Ну, я подождал. Может, думаю, вернутся. Жду. Неделя, вторая. Нет никаких сил – терпеть. Надо, думаю, искать. Собрался и пошёл. На поезде до Мангейма, а потом пешим делом.
Отыскал тот завод, а там – никого, закрыто. Американский офицер велел мне возвращаться домой: дескать, смотри, а то попадёшь в какую историю… Как в воду глядел.
Делать нечего, пошёл я обратно в Безансон. А назад-то идти, судари мои, не то что вперёд. Хоть и домой, а ноги не несут…
И вот иду я, плетусь, и нагоняет меня машина. Я возьми руку-то и подыми. Устал. Остановились, взяли меня в кузов. Слушаю, батюшки мои: по-русски говорят!

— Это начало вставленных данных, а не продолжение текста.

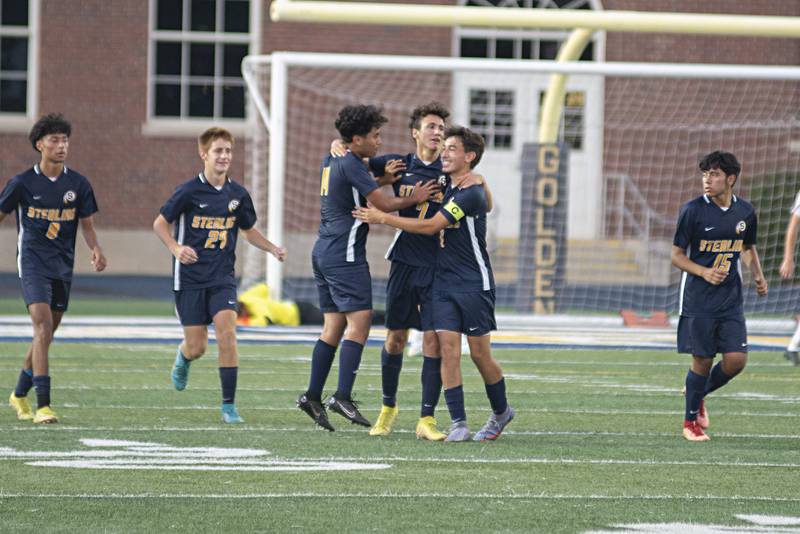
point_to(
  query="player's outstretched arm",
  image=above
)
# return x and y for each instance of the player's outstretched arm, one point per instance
(391, 172)
(750, 257)
(90, 236)
(709, 274)
(479, 179)
(185, 255)
(384, 202)
(416, 226)
(787, 265)
(257, 239)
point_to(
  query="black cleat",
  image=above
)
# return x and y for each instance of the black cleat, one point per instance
(348, 409)
(315, 411)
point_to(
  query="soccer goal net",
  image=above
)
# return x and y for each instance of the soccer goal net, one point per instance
(631, 136)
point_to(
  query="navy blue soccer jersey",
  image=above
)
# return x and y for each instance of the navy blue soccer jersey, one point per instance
(345, 183)
(47, 219)
(714, 237)
(413, 249)
(462, 263)
(208, 219)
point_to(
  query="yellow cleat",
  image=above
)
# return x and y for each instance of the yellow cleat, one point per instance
(45, 416)
(383, 426)
(693, 432)
(22, 406)
(426, 429)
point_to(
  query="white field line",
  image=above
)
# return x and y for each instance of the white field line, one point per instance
(631, 390)
(289, 408)
(264, 428)
(411, 361)
(422, 495)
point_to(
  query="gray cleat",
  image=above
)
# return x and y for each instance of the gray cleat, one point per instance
(459, 431)
(494, 426)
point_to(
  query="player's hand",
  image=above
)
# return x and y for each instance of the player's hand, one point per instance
(338, 148)
(787, 268)
(98, 259)
(714, 276)
(423, 192)
(369, 215)
(280, 253)
(393, 170)
(472, 179)
(185, 255)
(761, 285)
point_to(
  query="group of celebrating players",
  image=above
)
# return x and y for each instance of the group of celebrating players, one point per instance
(440, 280)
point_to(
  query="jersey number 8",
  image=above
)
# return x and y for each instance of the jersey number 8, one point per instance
(215, 236)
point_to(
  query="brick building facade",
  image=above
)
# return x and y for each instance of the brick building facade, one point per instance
(94, 61)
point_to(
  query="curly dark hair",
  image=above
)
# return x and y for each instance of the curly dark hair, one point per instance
(49, 124)
(431, 108)
(472, 141)
(725, 161)
(358, 120)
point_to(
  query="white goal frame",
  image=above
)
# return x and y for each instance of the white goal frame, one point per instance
(274, 115)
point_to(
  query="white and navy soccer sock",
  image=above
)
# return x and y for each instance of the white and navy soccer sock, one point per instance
(716, 379)
(455, 403)
(391, 364)
(42, 385)
(695, 388)
(227, 378)
(24, 383)
(431, 385)
(497, 396)
(349, 361)
(321, 362)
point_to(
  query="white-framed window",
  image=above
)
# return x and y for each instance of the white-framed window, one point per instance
(18, 59)
(491, 114)
(571, 128)
(196, 50)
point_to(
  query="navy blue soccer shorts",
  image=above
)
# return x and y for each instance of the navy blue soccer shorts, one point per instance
(470, 313)
(708, 336)
(409, 294)
(344, 288)
(52, 291)
(197, 307)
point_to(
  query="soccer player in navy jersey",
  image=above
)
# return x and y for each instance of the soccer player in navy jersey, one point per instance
(413, 257)
(208, 213)
(339, 261)
(718, 229)
(49, 201)
(787, 272)
(463, 296)
(410, 286)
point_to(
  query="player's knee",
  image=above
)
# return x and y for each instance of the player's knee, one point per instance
(734, 366)
(43, 331)
(396, 341)
(195, 349)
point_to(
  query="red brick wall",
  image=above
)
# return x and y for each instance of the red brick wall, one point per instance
(93, 68)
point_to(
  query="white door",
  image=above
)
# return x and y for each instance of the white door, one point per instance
(505, 109)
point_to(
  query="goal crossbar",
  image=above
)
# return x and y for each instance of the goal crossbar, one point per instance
(274, 114)
(477, 16)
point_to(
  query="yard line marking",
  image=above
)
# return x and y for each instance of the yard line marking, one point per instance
(257, 428)
(632, 390)
(426, 495)
(568, 411)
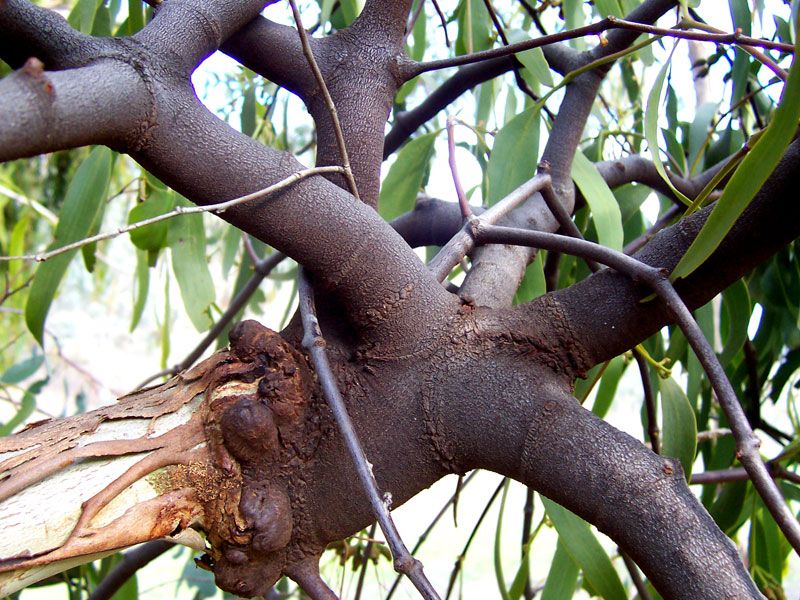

Ну, я, понятное дело, не вытерпел. Так и так, говорю, братцы, я тоже, значит, из России. Смеются солдатики: повезло, сейчас тебя оформят, и домой. А я им – так, мол, и так: дом-то у меня теперь в Безансоне. Они опять смеются: дескать, куда забрался-то, на самый французский край света…
Подъехали к развилке. Им – направо, мне – налево. Я – сходить. Прощайте, говорю, братцы, передавайте привет моей Липовице… И тут из-за солдат высовывается офицер и говорит: погоди-ка, Журавлёв, разговор есть… Капитан. Погоны – ну почитай как в Добровольческой армии. Я уже ногу занёс, через борт, а он меня за руку берёт и говорит: погоди… А на посту томми стоят, англичане, смотрят на нас, спокойно так смотрят – а чего им беспокоиться-то, чай не война… И вот он тянет меня за руку, капитан-то, мне бы спрыгнуть вниз, а он уже кричит: поехали!..
Увезли они меня в какой-то дом, а там капитан с другими офицерами давай меня допрашивать. Кто таков, зачем по Германии шастаю? Ну, я им всё как на духу. А они, вижу, не верят. Что-то ищут, а что – не пойму.
И – не пускают. Я уж и так, и эдак. Не пускают.
А потом – повезли. На восток. Сначала в Лейпциг. Там снова меня допрашивали. Теперь уже про капитана Муромцева. Нет ли у меня с ним связи, не получал ли я от него каких-то указаний. И конечно, снова всё без толку, потому что ничего я про своего капитана не знал с того самого дня, как он в Лондон подался.